The optimization pipeline works like this:

Step 1
Collect feedback. Below every assistant response, the user sees a feedback card. They can rate the response (thumbs up, thumbs down, or "I don't know"), select from context-sensitive tags (e.g., "Inaccurate SQL", "Missing data", "Good explanation"), and leave a free-text comment similar to the Review App on Databricks.
Step 2
Store and sync. Feedback is instantly codified into a durable knowledge base. At the edge, the system performs a high-fidelity retrieval of past missteps, injecting that 'hindsight' directly into the current execution path. This ensures that the agent's responses are filtered through a lens of collective experience, neutralizing errors before the next optimization cycle even begins.
Step 3
Optimize. We've implemented a Hindsight Protocol that treats every suboptimal response as a catalyst for refinement. The system harvests conversational artifacts and passes them through a specialized optimization layer.
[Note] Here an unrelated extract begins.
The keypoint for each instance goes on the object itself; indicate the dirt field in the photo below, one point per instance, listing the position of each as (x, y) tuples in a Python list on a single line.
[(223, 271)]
Here, the agent's core logic is stress-tested against historical friction, resulting in a set of evolved 'skill overrides.' This ensures the system isn't just reacting to feedback, but is actively re-engineering its own internal logic to navigate around complex edge cases.
Step 4
Human review. The system surfaces a comparative analysis of its proposed evolution, visualizing the delta between the current logic and the refined intent. This human oversight layer serves as the final arbiter of alignment, ensuring the 'learned' lessons translate into clear, actionable behavior. Once the transition is validated, the optimized skills are committed to the global state store, solidifying the agent's new identity.
Step 5
Inference picks them up. The next time the agent handles a request, build_system_prompt() loads the optimized overrides. The loop is closed.
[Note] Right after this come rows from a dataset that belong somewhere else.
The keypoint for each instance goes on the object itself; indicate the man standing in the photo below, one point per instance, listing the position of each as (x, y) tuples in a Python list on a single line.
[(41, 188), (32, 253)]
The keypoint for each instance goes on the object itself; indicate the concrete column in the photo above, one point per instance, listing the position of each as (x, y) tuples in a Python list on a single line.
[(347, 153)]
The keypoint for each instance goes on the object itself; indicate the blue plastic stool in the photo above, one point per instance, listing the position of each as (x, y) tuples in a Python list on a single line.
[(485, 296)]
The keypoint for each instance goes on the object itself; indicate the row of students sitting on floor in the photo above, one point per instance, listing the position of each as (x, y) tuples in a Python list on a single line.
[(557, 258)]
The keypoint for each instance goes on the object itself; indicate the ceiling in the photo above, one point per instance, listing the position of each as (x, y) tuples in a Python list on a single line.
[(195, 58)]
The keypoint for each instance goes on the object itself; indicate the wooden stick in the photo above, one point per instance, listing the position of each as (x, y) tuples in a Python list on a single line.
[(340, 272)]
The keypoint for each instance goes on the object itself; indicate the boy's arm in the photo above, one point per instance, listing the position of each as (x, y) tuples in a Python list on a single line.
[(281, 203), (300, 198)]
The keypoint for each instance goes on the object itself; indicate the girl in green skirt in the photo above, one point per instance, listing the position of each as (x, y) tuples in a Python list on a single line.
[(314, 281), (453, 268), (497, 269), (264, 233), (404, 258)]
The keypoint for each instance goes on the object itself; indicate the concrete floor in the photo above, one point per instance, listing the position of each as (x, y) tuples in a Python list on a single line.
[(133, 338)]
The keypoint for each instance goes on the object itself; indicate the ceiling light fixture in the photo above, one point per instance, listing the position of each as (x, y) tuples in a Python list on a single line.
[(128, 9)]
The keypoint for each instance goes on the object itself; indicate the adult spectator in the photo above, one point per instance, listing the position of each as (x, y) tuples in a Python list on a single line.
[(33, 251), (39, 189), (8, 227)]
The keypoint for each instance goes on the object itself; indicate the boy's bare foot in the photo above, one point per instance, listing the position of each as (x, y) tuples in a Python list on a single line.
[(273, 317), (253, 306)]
This is deliberately not fully automated. The human review step exists because prompt changes have system-wide impact → a well-intentioned optimization on SQL rules could break clarification behavior. But the heavy lifting (identifying patterns in failures, drafting improved instructions) is done by the optimizer, and the human just approves or adjusts.

Skills: Swappable Domain Knowledge

The agent's domain expertise lives in a skills/ directory, not in the code. The active skill (smart-claims) is a structured package:

skills/smart-claims/
├── SKILL.md              # Rules, join logic, CTE patterns
└── references/
    ├── schema.md         # Column definitions and types
    ├── data-dictionary.md    # Business rules, dimension values
    ├── hierarchy-navigation.md  # Drill-down paths
    └── query-templates.md       # Reusable SQL CTEs

The Skill function loads and injects the active skill's content into every LLM call. Skills use placeholder tokens ({DATABASE}, {SCHEMA}, {CLAIMS_TABLE}) that resolve at load time from a configuration dictionary.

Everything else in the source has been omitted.